The problem is, the negative types I encounter on the social networking sites tend to be miserable and outgoing, rather than quiet and withdrawn which would suit me much better.

We all have our private troubles and inner turmoil. Some people don't wish to keep this to themselves, they don't even want to confide in a close personal friend, relative, priest or healthcare professional. No, they want the whole world to know that they are having a terrible time and nothing, no nothing, ever goes right for them. And should you make the mistake of posting a supportive comment, a link to an uplifting song, a positive story, you will then encounter resistance, self-pity and stubborn, self-indulgent negativity. "That might work for other people," they moan, "but it never does for me."

So, what option does that leave? If a response of "tomorrow will be better - chin up" is met with "it won't, I can't, I'm too miserable" and a response of "you're right, your life is unbearable, top yourself" is unlikely to improve the situation then the only option left is to ignore them. Or slag them off in a blog post.
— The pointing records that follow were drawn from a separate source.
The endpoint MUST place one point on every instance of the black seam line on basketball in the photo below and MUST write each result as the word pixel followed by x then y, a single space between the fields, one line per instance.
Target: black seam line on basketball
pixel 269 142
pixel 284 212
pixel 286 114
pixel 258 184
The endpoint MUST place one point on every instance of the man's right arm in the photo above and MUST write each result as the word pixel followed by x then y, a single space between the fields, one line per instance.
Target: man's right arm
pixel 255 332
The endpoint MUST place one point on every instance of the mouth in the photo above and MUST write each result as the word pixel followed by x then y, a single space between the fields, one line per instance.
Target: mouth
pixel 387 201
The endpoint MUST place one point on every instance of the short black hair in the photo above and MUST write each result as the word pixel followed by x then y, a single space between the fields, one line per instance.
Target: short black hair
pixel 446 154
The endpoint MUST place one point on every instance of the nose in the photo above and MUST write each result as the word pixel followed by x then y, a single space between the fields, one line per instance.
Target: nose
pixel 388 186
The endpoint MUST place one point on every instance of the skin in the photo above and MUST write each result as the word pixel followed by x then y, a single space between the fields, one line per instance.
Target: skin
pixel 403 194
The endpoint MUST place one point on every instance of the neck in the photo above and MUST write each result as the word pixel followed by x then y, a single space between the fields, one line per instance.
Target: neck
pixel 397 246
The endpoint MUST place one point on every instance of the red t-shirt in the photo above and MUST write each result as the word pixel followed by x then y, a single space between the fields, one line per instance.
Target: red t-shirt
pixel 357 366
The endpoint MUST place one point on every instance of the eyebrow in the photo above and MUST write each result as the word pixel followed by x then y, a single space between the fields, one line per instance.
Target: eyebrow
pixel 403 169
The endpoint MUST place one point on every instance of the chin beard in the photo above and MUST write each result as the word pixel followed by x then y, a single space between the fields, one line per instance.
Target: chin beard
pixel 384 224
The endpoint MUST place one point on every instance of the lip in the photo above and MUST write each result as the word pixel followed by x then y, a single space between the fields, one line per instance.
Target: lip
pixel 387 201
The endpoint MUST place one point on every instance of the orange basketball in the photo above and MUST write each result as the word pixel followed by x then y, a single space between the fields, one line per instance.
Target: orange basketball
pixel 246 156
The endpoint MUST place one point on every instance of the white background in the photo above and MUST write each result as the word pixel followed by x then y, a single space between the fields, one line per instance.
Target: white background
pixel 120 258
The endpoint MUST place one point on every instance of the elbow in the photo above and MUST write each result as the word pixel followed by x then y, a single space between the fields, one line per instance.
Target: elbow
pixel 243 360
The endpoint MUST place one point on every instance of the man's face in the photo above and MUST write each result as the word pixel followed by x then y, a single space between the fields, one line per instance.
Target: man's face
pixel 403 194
A problem shared is not a problem halved, it is a problem spread about the place, like dogshit on a shoe. It spoils the atmosphere for everyone.

You're allowed to post that you're pissed off, that your day has been disappointing, frustrating or unsatisfying. You can complain about unexpected bills to pay, being out of work or unhappily married. Just don't let it be all you bang on about and spare me the melodramatics. While you have a roof over your head, a bed in which to sleep, food in your belly, access to clean drinking water, sanitation and medical care you're living the dream. Really. You might feel sad, down, lonely, depressed but that is a very different thing to your life being crap.

Positive thinking, people. That's where it's at.